His face alert, he moved towards her, but she gestured for him to finish undressing. She sat down on her skirt, listening to the waves and half closing her eyes against the light’s assault. There was titanium white on the fingernails of her left hand, cadmium yellow on a few matted strands of hair falling into her eyes. She felt strangely sure of herself, insightful.
Their accumulated time alone together over the past months did not add up to much. The handful of times they had been intimate, it had tended to begin beautifully, but her pleasure was painfully short-lived, anticlimactic. After, she retracted into herself.
Arthur’s clothes were scattered haphazardly around him. Even naked, he held himself confidently. His body was compact. She looked at it, at his silky shoulders and muscular, imposing hands, solid legs and slender buttocks, brown neck and face, long, unexpectedly delicate feet and queer, soft masculinity. He remained unknown. A pattern to be puzzled over.
He sat opposite her cross-legged, with a pleasant sort of pride, but needing her approval. They were both rather stunned and incredulous to find themselves in this situation. She chuckled. His discontent had receded to somewhere remote, letting him be childlike.
He grinned hesitantly and lowered himself with clownish gravitas so that he lay on the earth, drawing her down with him. She acquiesced, finally, and stretched out, though when he brought his body over hers, she shifted away. She wanted them to lie side by side. This disoriented him. She cupped her hand against the side of his face to shade his eyes; they were both half blinded by sun. Squinting hard, she found a trace of his work—burnt umber on his cheekbone. Her artist. She kissed his temple fondly as if they were old lovers, their bodies entirely accustomed to mutual adoration and coupling.
‘What did you paint today?’
‘Hm? Oh, those rock formations at the end of the beach.’
‘And?’ He was hard on his own efforts; she had to inquire about them discreetly.
‘I was floundering around. Thinking about you. I’m always scared you won’t like what I do.’
As she had done with Herb, she tried to avoid commenting
on his art. ‘I do like what you do. Your landscapes have weight to them.’ He was a new painter, but some of the authority that surrounded him in his public life, that lawyerly clout, maybe, was finding its way onto his boards. He too had not been able to resist starting early on landscapes. His scenes were straightforward, grounded. You felt their materiality. Or she felt it because she was his lover, her body knowing the hands that had made them. His skies, though, were not convincing—he never really took grey on and his clouds were small and well behaved. So your eyes stayed low in those earthly landscapes.
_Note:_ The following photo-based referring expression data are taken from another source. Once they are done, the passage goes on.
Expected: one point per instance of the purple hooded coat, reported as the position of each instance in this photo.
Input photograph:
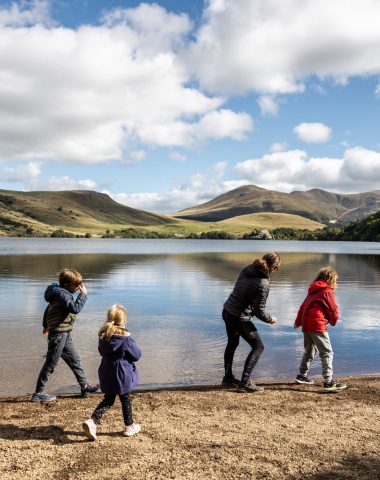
(117, 371)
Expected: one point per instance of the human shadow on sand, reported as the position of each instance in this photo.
(49, 433)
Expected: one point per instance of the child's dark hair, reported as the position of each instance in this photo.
(269, 263)
(69, 276)
(329, 275)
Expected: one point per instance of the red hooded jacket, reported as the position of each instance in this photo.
(318, 309)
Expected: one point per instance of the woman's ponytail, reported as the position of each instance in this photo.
(269, 263)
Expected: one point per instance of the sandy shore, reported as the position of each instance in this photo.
(287, 432)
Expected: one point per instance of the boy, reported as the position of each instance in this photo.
(318, 309)
(58, 321)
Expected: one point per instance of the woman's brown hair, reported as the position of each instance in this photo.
(269, 263)
(329, 275)
(116, 320)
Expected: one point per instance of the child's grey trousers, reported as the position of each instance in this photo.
(313, 342)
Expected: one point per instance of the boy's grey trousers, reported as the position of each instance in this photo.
(313, 342)
(60, 345)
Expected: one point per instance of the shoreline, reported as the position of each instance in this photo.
(288, 432)
(61, 392)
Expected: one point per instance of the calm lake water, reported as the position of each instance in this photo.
(174, 291)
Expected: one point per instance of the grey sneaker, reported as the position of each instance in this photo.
(132, 430)
(304, 379)
(89, 429)
(249, 386)
(43, 397)
(334, 386)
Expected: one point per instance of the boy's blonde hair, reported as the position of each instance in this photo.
(69, 276)
(329, 275)
(116, 321)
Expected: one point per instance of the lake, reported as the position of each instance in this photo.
(174, 291)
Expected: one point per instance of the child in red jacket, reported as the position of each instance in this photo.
(318, 309)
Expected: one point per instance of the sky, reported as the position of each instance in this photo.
(165, 105)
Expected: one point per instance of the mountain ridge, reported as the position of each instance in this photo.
(315, 204)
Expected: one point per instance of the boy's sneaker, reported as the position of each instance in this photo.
(132, 430)
(230, 382)
(43, 397)
(89, 429)
(89, 389)
(249, 386)
(304, 379)
(333, 386)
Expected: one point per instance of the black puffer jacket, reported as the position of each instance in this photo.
(249, 295)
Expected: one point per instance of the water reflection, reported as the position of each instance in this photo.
(174, 303)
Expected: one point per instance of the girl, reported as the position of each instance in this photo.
(318, 309)
(117, 372)
(248, 299)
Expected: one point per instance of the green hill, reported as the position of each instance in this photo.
(75, 211)
(315, 204)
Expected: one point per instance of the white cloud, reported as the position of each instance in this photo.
(357, 171)
(313, 132)
(268, 105)
(272, 48)
(22, 173)
(199, 188)
(177, 156)
(26, 13)
(85, 95)
(278, 147)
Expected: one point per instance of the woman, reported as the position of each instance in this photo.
(248, 299)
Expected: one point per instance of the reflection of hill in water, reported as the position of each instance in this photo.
(296, 267)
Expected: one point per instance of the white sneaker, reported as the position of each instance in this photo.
(89, 429)
(132, 430)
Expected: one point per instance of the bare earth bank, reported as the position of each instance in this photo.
(288, 432)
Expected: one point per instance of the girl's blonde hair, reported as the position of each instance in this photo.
(269, 263)
(116, 321)
(329, 275)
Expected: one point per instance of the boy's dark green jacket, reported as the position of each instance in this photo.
(60, 314)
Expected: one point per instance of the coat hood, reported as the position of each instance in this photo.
(252, 272)
(52, 291)
(318, 285)
(110, 346)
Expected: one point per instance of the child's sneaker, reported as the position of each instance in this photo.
(304, 379)
(230, 381)
(89, 429)
(249, 386)
(43, 397)
(89, 389)
(333, 386)
(132, 430)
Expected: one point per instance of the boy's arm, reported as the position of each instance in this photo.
(298, 321)
(65, 299)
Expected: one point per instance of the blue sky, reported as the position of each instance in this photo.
(164, 105)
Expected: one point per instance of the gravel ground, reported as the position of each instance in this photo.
(287, 432)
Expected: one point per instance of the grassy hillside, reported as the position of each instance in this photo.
(75, 211)
(315, 204)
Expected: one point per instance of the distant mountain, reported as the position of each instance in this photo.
(72, 209)
(314, 204)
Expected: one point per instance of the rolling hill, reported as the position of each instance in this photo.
(74, 210)
(316, 204)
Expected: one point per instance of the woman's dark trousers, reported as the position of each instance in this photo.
(236, 328)
(108, 401)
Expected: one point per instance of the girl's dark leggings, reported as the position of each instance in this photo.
(108, 401)
(237, 328)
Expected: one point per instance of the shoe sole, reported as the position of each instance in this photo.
(304, 383)
(87, 432)
(336, 389)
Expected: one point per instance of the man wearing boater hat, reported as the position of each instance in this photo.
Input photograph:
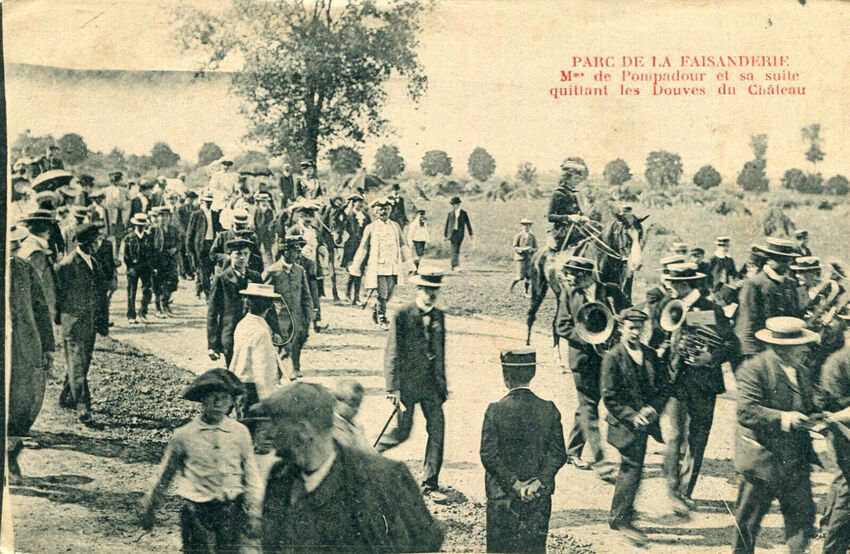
(522, 450)
(834, 400)
(770, 293)
(78, 305)
(138, 259)
(635, 388)
(583, 288)
(773, 450)
(415, 371)
(696, 380)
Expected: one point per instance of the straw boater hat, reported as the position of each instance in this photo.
(259, 289)
(683, 272)
(432, 278)
(218, 379)
(786, 331)
(806, 263)
(779, 248)
(579, 263)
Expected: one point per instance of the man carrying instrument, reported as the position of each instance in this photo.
(575, 324)
(701, 340)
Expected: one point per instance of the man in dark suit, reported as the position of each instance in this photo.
(635, 389)
(770, 293)
(835, 401)
(582, 288)
(226, 308)
(415, 370)
(522, 449)
(697, 379)
(78, 291)
(138, 259)
(323, 497)
(457, 224)
(203, 226)
(773, 449)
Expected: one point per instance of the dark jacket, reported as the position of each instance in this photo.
(625, 392)
(226, 308)
(522, 438)
(570, 301)
(78, 298)
(762, 449)
(462, 227)
(759, 299)
(366, 503)
(413, 365)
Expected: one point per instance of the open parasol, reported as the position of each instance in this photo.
(52, 180)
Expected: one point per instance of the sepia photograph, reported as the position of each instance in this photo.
(426, 276)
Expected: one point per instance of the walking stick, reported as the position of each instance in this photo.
(387, 424)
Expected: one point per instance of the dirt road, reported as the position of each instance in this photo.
(83, 483)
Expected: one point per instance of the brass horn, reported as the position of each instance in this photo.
(673, 315)
(594, 323)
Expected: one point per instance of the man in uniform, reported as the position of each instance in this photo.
(773, 450)
(721, 265)
(635, 388)
(415, 371)
(78, 290)
(203, 226)
(770, 293)
(138, 259)
(457, 225)
(226, 308)
(522, 449)
(696, 381)
(290, 282)
(585, 361)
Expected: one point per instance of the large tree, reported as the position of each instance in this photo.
(311, 73)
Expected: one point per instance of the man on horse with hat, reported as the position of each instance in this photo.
(770, 293)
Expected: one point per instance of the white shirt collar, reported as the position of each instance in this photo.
(313, 480)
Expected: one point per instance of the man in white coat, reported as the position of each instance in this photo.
(383, 252)
(255, 359)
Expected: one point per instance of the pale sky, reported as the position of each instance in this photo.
(490, 67)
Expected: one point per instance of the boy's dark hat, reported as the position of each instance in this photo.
(238, 244)
(86, 233)
(524, 356)
(218, 379)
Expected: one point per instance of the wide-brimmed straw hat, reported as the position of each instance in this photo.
(786, 331)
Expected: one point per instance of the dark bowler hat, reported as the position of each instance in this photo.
(579, 263)
(432, 278)
(86, 233)
(779, 248)
(786, 331)
(633, 314)
(806, 263)
(683, 272)
(238, 244)
(214, 380)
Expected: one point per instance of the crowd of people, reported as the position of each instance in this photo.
(262, 259)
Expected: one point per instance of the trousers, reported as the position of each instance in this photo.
(795, 502)
(628, 482)
(516, 526)
(435, 424)
(684, 452)
(146, 278)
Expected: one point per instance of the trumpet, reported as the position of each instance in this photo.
(696, 338)
(595, 325)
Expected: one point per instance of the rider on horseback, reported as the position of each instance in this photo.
(563, 207)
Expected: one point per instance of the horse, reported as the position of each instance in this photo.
(617, 250)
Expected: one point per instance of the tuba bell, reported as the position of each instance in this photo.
(595, 326)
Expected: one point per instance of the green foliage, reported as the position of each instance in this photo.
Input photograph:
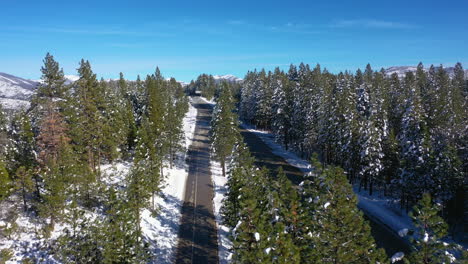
(430, 229)
(24, 182)
(338, 231)
(5, 182)
(5, 255)
(224, 124)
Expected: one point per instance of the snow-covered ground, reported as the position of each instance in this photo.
(164, 228)
(161, 231)
(377, 206)
(9, 104)
(220, 189)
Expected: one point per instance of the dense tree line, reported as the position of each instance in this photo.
(51, 156)
(272, 221)
(402, 136)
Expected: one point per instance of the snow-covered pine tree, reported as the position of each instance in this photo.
(281, 110)
(251, 234)
(369, 134)
(247, 104)
(334, 229)
(413, 178)
(283, 206)
(263, 100)
(225, 133)
(5, 182)
(430, 229)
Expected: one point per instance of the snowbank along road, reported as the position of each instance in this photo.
(198, 234)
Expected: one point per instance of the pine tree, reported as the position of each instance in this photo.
(335, 227)
(251, 234)
(224, 125)
(413, 177)
(5, 182)
(263, 95)
(53, 80)
(280, 108)
(4, 141)
(241, 167)
(22, 136)
(175, 114)
(370, 135)
(284, 210)
(430, 228)
(24, 183)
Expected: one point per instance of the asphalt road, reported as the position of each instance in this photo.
(264, 156)
(198, 241)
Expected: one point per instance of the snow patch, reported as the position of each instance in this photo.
(397, 257)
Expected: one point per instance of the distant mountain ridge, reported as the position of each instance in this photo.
(15, 92)
(227, 77)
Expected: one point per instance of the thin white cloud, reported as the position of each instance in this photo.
(94, 31)
(288, 27)
(370, 23)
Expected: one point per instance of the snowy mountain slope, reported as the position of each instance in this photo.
(228, 77)
(15, 92)
(16, 88)
(69, 79)
(402, 70)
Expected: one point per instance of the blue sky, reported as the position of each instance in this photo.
(186, 38)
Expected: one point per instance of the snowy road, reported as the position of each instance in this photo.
(265, 156)
(198, 234)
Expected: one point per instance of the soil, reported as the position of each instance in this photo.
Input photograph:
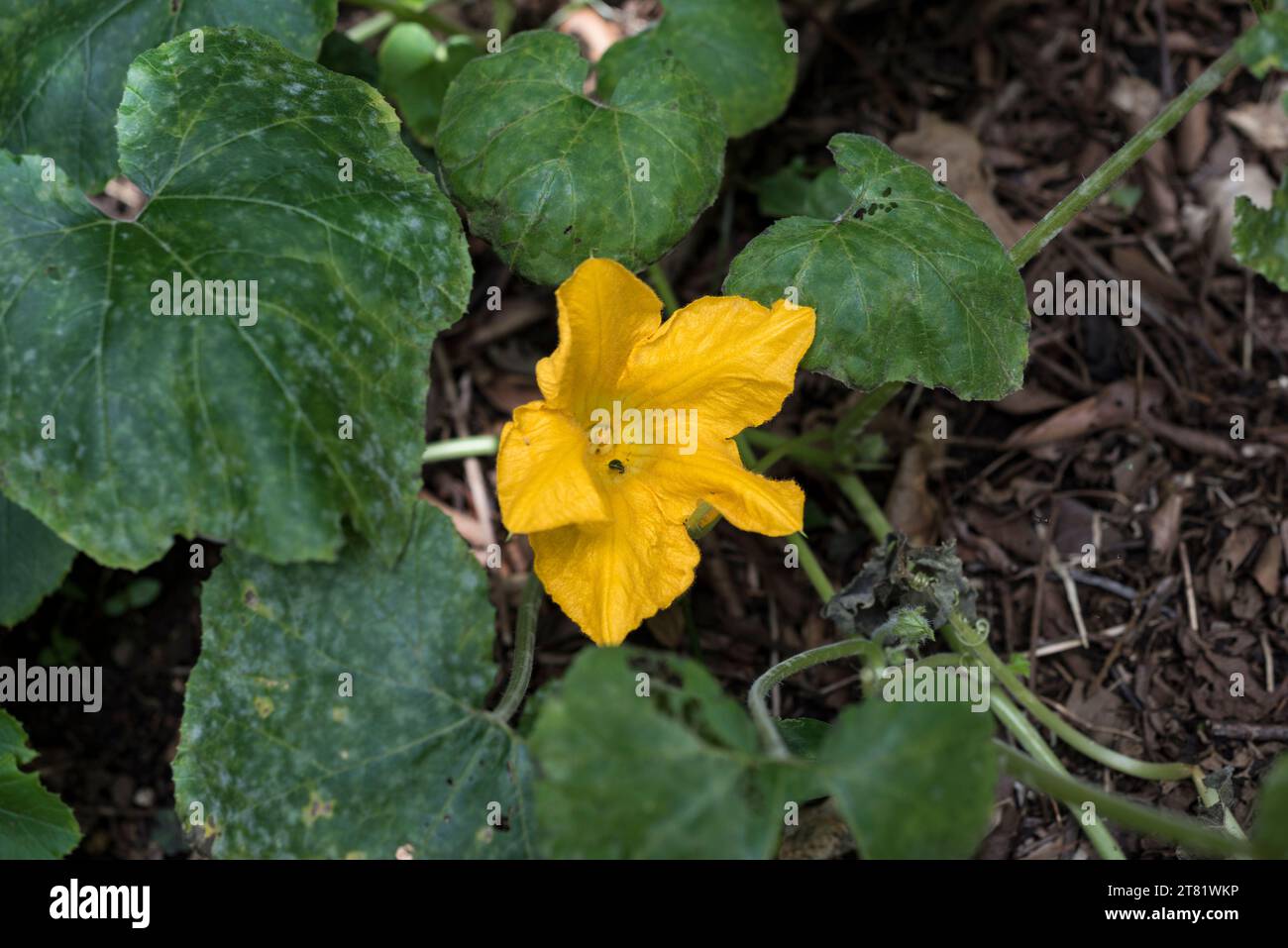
(1121, 438)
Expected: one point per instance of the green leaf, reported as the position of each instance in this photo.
(200, 424)
(912, 781)
(283, 766)
(1261, 236)
(33, 563)
(671, 775)
(791, 191)
(737, 50)
(1265, 47)
(34, 823)
(910, 286)
(416, 68)
(1270, 830)
(552, 176)
(63, 64)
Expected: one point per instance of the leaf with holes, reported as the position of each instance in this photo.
(552, 176)
(34, 823)
(737, 48)
(912, 781)
(657, 767)
(63, 64)
(33, 562)
(297, 398)
(909, 285)
(336, 708)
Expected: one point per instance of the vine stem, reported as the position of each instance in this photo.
(867, 407)
(524, 648)
(962, 638)
(1145, 819)
(456, 449)
(662, 283)
(1014, 720)
(1028, 247)
(760, 687)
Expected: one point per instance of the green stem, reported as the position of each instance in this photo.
(1144, 819)
(864, 505)
(664, 287)
(1019, 725)
(1028, 247)
(962, 638)
(1211, 797)
(524, 648)
(851, 424)
(760, 687)
(456, 449)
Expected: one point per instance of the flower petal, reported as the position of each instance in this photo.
(541, 475)
(608, 578)
(604, 312)
(715, 473)
(730, 359)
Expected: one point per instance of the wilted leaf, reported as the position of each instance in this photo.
(33, 562)
(200, 424)
(34, 823)
(286, 764)
(901, 578)
(910, 286)
(550, 176)
(63, 64)
(737, 50)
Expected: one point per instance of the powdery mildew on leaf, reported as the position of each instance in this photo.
(63, 64)
(284, 764)
(33, 562)
(198, 424)
(910, 286)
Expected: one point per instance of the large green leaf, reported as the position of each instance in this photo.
(416, 68)
(198, 424)
(914, 781)
(737, 48)
(63, 64)
(909, 286)
(552, 176)
(283, 766)
(1261, 235)
(33, 563)
(674, 773)
(34, 823)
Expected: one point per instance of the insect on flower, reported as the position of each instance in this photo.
(605, 505)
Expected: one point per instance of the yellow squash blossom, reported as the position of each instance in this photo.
(605, 518)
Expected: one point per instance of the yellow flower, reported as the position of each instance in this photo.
(606, 514)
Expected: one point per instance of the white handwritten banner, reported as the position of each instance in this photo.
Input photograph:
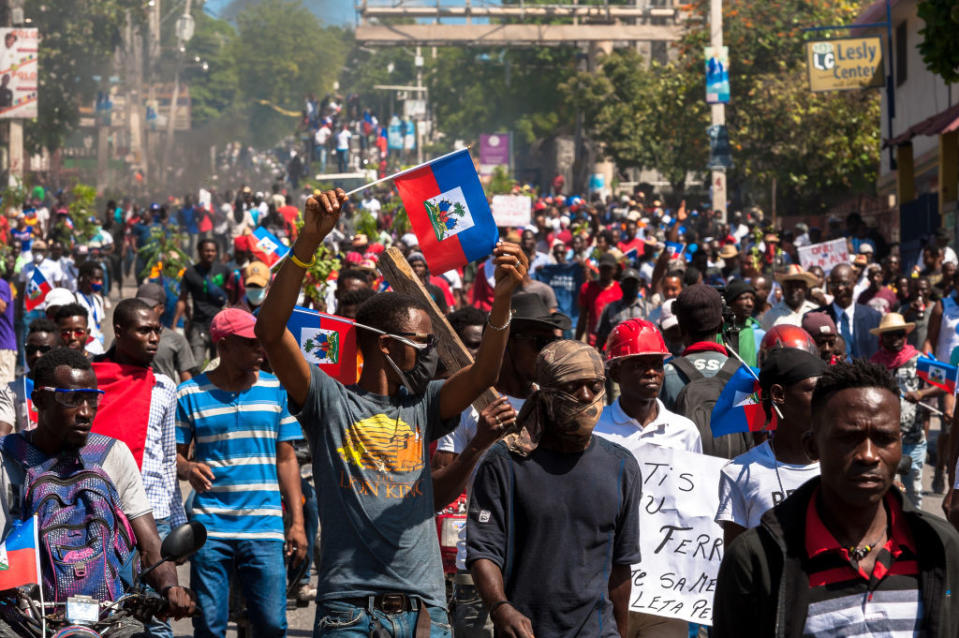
(681, 544)
(512, 210)
(826, 255)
‘I’d love to make you happy,’ he said.
‘You can’t paint to make people happy.’
‘Can you make people happy with love?’
‘You’d like to think so. I don’t know.’
Their skin was roasting and this might have been true freedom, nakedness against a backdrop of breaking waves. Modern life appeared to have been obliterated and they were reduced—or was it enlarged?—to simple inhabitants of nature. She would have liked all her skin to peel right off, to be a blinking newborn animal. This, she thought, could have been what attracted her to him: he tugged her down, as his paintings did the eye, into her body, her animal self.
Though he had not hurt her, there had been moments in their lovemaking at Anglesea when she had sensed Arthur barely holding himself back from brutality; rage simmered in him and her sensibility was repelled, could not link with his. She was stranded in the wasteland between her fantasies and the world they moved in. Reality became thin, full of holes.